The book is not written in the usual manner of a scientific, strictly structured monograph. Rather, it is a relaxed, lively, imaginative and emotional conversation with the reader. This must be taken into account in any evaluation of the book.

Sometimes this manner contributes to a more complete understanding of the issues that the author is talking about. But more often it makes it difficult. However, this is still an external, stylistic feature of the book, and not an assessment of its essence. What is the essence of A.S. Zalmanov, the provisions he developed?

For millions of years, the body of animals and humans has developed in the process of adapting to environment remarkable property - to resist harmful influences. This feature, very figuratively named by I.P. Pavlov's "physiological measure against disease", allows living organisms to emerge victorious in dangerous situations without any outside help.

It seems to me that in his book A.S. Zalmanov and tries to draw attention to the body's natural defenses and ways to stimulate them. That is why the author so emotionally opposes the indiscriminate use immediately and for any reason of numerous antibiotics and chemotherapeutic agents.

I note right away that A.S. Zalmanov does not deny the significance of these funds at all. But one cannot but agree with him when he writes: "Modern antibiotic therapy preys on microbes and at the same time cultivates 'resistant' microbes and mycoses."

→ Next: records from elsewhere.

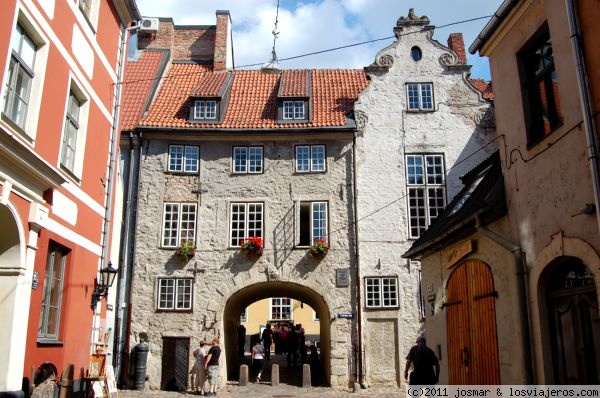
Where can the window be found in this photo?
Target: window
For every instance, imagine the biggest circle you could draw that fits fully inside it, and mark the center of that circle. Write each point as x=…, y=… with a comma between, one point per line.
x=247, y=159
x=426, y=191
x=420, y=96
x=540, y=87
x=183, y=158
x=20, y=77
x=281, y=309
x=205, y=109
x=48, y=328
x=381, y=292
x=69, y=144
x=310, y=158
x=246, y=222
x=313, y=222
x=179, y=223
x=294, y=110
x=174, y=294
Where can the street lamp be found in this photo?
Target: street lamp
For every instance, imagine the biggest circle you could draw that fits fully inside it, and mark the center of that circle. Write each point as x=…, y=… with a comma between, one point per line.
x=107, y=277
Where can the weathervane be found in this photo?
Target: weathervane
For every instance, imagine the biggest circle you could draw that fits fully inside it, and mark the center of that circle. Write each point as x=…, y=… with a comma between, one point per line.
x=272, y=65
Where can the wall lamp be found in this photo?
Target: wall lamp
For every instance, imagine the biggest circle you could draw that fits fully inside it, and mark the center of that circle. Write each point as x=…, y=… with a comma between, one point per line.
x=107, y=277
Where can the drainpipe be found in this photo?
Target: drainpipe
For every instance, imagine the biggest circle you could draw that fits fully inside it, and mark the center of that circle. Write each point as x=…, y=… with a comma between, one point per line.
x=522, y=293
x=586, y=104
x=359, y=359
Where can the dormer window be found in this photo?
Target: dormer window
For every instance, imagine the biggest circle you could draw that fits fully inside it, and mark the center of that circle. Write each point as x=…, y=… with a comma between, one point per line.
x=294, y=110
x=205, y=110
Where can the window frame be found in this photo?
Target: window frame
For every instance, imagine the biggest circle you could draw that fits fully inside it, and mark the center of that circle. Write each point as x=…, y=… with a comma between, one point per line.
x=43, y=335
x=282, y=306
x=246, y=229
x=420, y=106
x=181, y=286
x=380, y=293
x=425, y=187
x=531, y=77
x=301, y=235
x=184, y=161
x=247, y=166
x=177, y=239
x=310, y=167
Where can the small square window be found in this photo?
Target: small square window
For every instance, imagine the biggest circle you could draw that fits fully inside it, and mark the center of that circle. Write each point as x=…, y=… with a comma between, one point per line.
x=183, y=158
x=310, y=158
x=419, y=96
x=248, y=160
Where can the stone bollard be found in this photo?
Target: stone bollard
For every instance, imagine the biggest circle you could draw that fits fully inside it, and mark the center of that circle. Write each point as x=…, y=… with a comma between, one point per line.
x=275, y=374
x=306, y=375
x=243, y=375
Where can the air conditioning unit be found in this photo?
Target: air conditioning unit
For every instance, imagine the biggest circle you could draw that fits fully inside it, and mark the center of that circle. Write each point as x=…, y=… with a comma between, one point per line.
x=149, y=24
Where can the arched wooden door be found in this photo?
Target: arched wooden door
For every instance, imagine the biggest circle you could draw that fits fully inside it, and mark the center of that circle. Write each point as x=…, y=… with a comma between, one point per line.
x=471, y=325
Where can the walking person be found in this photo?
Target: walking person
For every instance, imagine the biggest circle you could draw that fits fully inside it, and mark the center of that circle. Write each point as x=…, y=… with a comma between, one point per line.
x=426, y=367
x=212, y=366
x=198, y=371
x=258, y=359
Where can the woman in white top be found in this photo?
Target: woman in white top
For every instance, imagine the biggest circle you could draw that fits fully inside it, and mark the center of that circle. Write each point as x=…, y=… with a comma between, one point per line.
x=258, y=359
x=198, y=372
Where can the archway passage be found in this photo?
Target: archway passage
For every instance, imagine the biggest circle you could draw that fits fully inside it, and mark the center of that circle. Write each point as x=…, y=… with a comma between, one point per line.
x=250, y=294
x=471, y=324
x=573, y=317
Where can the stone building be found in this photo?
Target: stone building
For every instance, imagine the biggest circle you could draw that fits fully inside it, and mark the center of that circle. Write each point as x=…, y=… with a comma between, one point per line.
x=517, y=264
x=422, y=124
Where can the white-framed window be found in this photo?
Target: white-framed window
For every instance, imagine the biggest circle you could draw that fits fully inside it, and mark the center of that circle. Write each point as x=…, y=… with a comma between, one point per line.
x=51, y=308
x=205, y=109
x=312, y=222
x=419, y=96
x=381, y=292
x=179, y=223
x=425, y=178
x=246, y=221
x=281, y=309
x=20, y=76
x=310, y=158
x=174, y=294
x=247, y=159
x=294, y=110
x=184, y=158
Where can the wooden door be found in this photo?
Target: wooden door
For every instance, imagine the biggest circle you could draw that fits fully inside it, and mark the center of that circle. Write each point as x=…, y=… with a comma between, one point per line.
x=471, y=324
x=175, y=358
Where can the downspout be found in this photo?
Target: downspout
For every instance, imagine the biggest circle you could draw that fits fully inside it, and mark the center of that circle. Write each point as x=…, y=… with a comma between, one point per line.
x=359, y=359
x=521, y=272
x=586, y=104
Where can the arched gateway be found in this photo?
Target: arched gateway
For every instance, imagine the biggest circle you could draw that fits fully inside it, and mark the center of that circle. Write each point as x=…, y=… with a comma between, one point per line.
x=250, y=294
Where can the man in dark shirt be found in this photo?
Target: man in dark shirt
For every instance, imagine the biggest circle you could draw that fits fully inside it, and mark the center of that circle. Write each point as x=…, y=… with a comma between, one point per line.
x=212, y=366
x=426, y=367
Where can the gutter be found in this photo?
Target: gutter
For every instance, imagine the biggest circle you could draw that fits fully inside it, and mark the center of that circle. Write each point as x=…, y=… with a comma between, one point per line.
x=522, y=279
x=586, y=103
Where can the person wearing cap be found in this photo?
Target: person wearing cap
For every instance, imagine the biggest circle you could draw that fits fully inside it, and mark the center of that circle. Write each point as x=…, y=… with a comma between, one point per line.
x=426, y=367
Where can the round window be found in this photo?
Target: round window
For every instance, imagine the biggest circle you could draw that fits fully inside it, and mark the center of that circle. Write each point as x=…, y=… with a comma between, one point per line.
x=416, y=53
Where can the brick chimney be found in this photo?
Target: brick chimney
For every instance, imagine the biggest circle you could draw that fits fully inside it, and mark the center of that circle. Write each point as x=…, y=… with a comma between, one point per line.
x=457, y=44
x=223, y=58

One cannot but agree with the author that vaccination and all kinds of vaccinations, starting almost from infancy, cannot contribute to maintaining the body's own defense mechanisms at the proper level. In our country, such an outstanding pathologist as I.V. Davydovsky. It is possible that A.S. Zalmanov is right when he writes that the increase in the number of all kinds of allergic diseases is associated with the flooding of the body with all kinds of sera.